Внезапно подул ветер, море стало заплескивать волны на гальку и ухать, кидаясь на загорбки скал.
Еще долго, шагая берегом, видел я, оборачиваясь, тонкую и тугую фигуру девушки. И мне было горько, и смутно, и обидно, не знаю почему.
Потом я исходил все побережье, ночевал в пещерах, слушал песни и всякие случаи, которыми так счастливы костры бродяг.
Разное было в то далекое время: иной раз выпадала работа, и имел я надежный кусок хлеба, а случалось и так – жил одним воздухом.
Как-то приболталась ко мне собачонка, безропотная, услужливая бродяжка пыльного цвета и вся в репьях. Поковыляла в моей компании сутки-другие – да и отстала. А что ж? И так наколотилась в нужде, а со мной совсем изморилась, – ходить много надо, а приварок никудышный.
Весновал я у моря, а к лету поднялся на вершины и дошел даже до альпийских лугов.
В горах кормил и укрывал от безугомонных дождей лес. Высились в долинах рек буковые леса, торжественно-тихие, с кружевным блестящим листом и серыми, похожими на старое серебро, стволами.
Погромче, поживее были дубравы, принявшие под свое сильное крыло низкорослые падубы и лавровишню.
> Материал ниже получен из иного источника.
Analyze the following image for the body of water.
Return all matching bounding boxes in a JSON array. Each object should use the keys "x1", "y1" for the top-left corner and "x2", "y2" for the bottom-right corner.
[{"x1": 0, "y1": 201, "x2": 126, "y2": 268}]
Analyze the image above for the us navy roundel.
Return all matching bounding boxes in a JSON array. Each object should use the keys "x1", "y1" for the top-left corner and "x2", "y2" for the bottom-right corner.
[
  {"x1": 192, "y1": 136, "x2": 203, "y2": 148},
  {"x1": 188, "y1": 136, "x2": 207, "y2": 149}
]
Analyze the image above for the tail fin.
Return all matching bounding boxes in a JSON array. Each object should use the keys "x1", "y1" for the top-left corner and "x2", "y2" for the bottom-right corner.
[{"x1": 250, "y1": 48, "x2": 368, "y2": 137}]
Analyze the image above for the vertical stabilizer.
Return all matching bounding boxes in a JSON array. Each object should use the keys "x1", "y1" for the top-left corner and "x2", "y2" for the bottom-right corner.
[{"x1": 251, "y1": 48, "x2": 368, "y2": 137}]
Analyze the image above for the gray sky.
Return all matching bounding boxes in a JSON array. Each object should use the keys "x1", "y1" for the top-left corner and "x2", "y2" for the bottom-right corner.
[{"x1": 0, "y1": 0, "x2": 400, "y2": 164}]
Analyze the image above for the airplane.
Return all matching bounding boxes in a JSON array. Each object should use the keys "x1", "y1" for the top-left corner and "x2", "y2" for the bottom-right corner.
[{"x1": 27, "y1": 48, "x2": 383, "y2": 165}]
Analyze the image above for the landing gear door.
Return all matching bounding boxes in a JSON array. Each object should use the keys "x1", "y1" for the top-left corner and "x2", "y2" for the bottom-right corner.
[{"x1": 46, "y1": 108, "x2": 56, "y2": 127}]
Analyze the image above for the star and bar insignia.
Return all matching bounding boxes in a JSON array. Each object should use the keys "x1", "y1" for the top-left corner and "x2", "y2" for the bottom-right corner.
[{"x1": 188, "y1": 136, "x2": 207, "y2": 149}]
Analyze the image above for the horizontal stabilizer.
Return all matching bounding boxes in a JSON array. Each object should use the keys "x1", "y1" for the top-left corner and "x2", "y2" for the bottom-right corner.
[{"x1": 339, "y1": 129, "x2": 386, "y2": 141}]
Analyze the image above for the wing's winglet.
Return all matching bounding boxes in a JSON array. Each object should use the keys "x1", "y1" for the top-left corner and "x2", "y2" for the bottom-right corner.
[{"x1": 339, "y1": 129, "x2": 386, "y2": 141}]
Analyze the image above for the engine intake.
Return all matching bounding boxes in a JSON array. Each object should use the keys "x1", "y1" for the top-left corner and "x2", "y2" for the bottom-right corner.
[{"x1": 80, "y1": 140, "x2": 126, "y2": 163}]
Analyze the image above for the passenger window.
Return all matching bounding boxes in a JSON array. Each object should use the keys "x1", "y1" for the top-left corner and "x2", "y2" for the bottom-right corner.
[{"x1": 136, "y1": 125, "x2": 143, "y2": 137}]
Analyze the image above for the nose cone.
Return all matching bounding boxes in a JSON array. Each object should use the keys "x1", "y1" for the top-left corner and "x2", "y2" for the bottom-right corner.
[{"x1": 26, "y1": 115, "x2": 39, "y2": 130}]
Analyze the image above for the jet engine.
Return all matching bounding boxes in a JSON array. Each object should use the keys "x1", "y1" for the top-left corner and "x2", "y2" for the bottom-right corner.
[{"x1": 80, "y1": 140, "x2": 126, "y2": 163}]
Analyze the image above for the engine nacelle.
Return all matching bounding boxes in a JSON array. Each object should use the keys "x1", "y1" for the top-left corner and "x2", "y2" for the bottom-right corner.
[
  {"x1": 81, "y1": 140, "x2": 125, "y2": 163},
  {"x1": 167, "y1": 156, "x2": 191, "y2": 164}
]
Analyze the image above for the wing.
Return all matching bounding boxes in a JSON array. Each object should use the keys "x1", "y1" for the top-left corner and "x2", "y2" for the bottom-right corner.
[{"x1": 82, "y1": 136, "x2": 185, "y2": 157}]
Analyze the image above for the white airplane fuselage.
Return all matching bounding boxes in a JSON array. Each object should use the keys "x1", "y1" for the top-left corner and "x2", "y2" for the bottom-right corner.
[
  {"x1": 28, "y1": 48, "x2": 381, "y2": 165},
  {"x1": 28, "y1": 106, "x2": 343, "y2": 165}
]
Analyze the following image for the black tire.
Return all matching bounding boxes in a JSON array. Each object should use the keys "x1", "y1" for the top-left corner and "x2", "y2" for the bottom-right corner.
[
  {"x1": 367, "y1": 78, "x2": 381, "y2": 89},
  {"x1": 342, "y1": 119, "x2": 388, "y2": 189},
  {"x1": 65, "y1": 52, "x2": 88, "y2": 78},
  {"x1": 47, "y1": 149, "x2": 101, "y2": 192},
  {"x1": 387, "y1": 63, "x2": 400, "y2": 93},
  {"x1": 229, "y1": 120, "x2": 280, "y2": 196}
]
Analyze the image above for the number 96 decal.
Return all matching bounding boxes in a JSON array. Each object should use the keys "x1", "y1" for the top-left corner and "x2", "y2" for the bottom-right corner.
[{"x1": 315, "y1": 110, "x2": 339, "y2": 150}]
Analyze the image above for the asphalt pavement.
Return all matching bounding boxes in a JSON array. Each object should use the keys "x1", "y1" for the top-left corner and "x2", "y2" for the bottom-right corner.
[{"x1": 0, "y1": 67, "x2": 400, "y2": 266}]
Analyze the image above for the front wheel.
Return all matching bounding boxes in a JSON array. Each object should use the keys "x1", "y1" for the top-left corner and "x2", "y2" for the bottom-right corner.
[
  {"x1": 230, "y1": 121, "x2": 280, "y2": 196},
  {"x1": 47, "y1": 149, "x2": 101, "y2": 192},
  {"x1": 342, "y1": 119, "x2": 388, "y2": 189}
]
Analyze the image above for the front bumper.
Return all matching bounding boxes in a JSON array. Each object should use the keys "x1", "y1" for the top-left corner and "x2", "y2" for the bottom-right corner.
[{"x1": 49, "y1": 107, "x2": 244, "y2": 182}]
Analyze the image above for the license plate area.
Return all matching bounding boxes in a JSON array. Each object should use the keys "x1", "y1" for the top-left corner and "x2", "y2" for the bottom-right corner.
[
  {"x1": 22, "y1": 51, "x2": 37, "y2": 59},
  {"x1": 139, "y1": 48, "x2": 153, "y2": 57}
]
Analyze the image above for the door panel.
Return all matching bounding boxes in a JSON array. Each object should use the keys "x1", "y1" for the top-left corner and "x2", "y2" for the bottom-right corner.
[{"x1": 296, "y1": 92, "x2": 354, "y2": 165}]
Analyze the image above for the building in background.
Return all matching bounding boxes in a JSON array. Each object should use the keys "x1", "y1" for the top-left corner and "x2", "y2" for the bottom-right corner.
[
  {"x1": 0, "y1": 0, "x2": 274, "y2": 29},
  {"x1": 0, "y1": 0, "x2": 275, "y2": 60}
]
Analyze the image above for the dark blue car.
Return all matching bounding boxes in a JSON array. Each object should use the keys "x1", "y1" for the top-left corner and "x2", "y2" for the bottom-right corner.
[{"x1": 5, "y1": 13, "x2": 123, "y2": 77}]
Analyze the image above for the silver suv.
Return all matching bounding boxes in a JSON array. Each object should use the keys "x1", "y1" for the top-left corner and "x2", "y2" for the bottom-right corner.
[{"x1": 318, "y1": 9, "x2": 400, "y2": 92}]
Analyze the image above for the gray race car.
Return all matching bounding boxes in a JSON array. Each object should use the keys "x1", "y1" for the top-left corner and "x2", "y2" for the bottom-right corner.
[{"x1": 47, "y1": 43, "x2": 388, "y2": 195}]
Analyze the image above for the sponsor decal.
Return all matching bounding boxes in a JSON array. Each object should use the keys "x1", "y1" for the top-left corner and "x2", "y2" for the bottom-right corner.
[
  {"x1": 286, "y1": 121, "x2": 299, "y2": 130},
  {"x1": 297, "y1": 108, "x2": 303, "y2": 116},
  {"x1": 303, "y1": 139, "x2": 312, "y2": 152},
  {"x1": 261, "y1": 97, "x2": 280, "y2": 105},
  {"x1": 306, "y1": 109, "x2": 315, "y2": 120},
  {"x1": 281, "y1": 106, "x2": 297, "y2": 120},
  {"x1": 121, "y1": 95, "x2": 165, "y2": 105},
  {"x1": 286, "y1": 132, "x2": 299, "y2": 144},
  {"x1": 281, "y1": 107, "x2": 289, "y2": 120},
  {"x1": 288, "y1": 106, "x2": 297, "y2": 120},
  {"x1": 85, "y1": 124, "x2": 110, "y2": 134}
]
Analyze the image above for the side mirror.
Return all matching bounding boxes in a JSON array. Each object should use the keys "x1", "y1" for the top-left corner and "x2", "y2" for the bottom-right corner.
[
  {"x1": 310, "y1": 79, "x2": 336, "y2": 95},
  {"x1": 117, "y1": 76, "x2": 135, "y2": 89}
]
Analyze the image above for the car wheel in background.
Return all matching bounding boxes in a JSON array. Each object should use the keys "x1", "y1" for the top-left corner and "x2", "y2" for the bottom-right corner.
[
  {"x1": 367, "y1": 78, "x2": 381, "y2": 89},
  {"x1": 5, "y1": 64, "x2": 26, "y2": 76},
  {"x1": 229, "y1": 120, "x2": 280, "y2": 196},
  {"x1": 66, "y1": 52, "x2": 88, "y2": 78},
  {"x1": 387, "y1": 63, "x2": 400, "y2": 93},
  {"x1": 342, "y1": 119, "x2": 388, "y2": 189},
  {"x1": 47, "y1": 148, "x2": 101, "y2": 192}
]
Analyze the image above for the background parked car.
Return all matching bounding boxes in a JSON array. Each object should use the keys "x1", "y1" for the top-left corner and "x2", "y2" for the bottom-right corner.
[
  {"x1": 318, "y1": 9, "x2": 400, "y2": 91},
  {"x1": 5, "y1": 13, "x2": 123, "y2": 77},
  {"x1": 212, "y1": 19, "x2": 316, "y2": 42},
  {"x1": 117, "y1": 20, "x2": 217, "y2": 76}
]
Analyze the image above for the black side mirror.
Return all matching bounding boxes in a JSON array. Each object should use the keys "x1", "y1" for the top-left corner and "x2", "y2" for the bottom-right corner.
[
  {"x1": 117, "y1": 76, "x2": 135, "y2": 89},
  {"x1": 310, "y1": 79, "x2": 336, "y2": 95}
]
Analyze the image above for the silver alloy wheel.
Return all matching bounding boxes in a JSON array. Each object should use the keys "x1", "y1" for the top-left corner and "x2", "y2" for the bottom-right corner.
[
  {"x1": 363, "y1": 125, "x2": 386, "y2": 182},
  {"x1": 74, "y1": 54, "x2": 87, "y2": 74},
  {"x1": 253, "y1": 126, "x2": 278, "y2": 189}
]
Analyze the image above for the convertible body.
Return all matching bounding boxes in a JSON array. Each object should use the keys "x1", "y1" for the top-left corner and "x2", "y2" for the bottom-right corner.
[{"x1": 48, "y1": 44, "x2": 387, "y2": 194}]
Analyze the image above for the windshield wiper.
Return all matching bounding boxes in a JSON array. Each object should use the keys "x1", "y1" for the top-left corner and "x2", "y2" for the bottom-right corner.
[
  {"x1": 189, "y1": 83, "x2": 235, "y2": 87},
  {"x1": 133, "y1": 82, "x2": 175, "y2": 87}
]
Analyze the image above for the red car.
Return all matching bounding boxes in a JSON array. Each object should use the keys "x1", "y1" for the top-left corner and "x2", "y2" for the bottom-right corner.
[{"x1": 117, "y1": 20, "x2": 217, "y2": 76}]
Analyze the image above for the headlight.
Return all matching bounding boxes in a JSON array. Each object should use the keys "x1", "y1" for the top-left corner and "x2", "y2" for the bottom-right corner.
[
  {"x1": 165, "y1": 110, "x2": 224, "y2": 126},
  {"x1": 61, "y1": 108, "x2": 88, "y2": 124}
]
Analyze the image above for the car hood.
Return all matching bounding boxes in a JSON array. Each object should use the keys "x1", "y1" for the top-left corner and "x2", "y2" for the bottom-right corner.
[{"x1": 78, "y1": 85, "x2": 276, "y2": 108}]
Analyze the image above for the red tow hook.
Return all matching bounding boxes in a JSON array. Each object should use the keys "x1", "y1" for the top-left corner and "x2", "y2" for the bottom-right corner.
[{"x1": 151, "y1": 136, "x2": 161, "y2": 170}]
Но не встречалось мне в пути ничего сказочнее, таинственнее, торжественнее, чем коренастый и крепкий костью самшит. Были его древние заросли густо переплетены между собой, перевиты кавказскими лианами: плющом, павоем, ломоносом. Точно длинные бороды, колыхались на деревьях сизо-зеленые лишайники, свисал до самой земли папоротник. Мне казалось: это карлики из сказки перешептываются обо мне на невнятном и непонятном языке. А по ночам хохотали где-то в недоступной взгляду густоте буков совы, вонзал багряные копья в днище котелка царь-огонь и пела негромкую чистую песенку, пробираясь меж скал, царица-водица.
И виделось мне все чаще и чаше по ночам лицо с синими удивленными глазами, и длинные волосы, рассыпанные по плечам, и слышал я тихие слова, мешавшие спать:
«Неспокойно у меня на душе. Отчего это?..»
И я даже не умел себе объяснить, как это случилось, что не могу забыть той странной женщины на берегу, что припал я к ней мыслями и тоскую о ней.
Теперь я уже не бросал журналы, в которых печатались мои стихи, а сберегал их в заплечном мешке, – тонкие провинциальные журналы со стихами в витых рамках. И еще: купил себе пеструю шелковую рубаху, похожую на шкуру двухцветной зебры. В мешке моем гремели прочные, почти новые башмаки, купленные на толкучке по случаю.
И все же я не хотел сознаться себе в своей слабости. Это была, конечно, слабость, – в шестнадцать лет никто не скажет иначе. И тогда я подумал: если уйти в шум человечьих сборищ, то можно забыть об одном человеке.
Черными, в звездах, ночами слушал я у печек-времянок, пропахших ухой, всякие случаи и не́были. Нет, не о барабульке и хамсе были те случаи, а шла речь об акуле-катране, и морском черте, и тунце. А то еще кто-нибудь вспоминал, как видел он близко к восходу у самого борта лодки русалку, и тихо плакала, звала она его к себе, и мерцали под луной на ее плечах золотые, с зеленью, волосы.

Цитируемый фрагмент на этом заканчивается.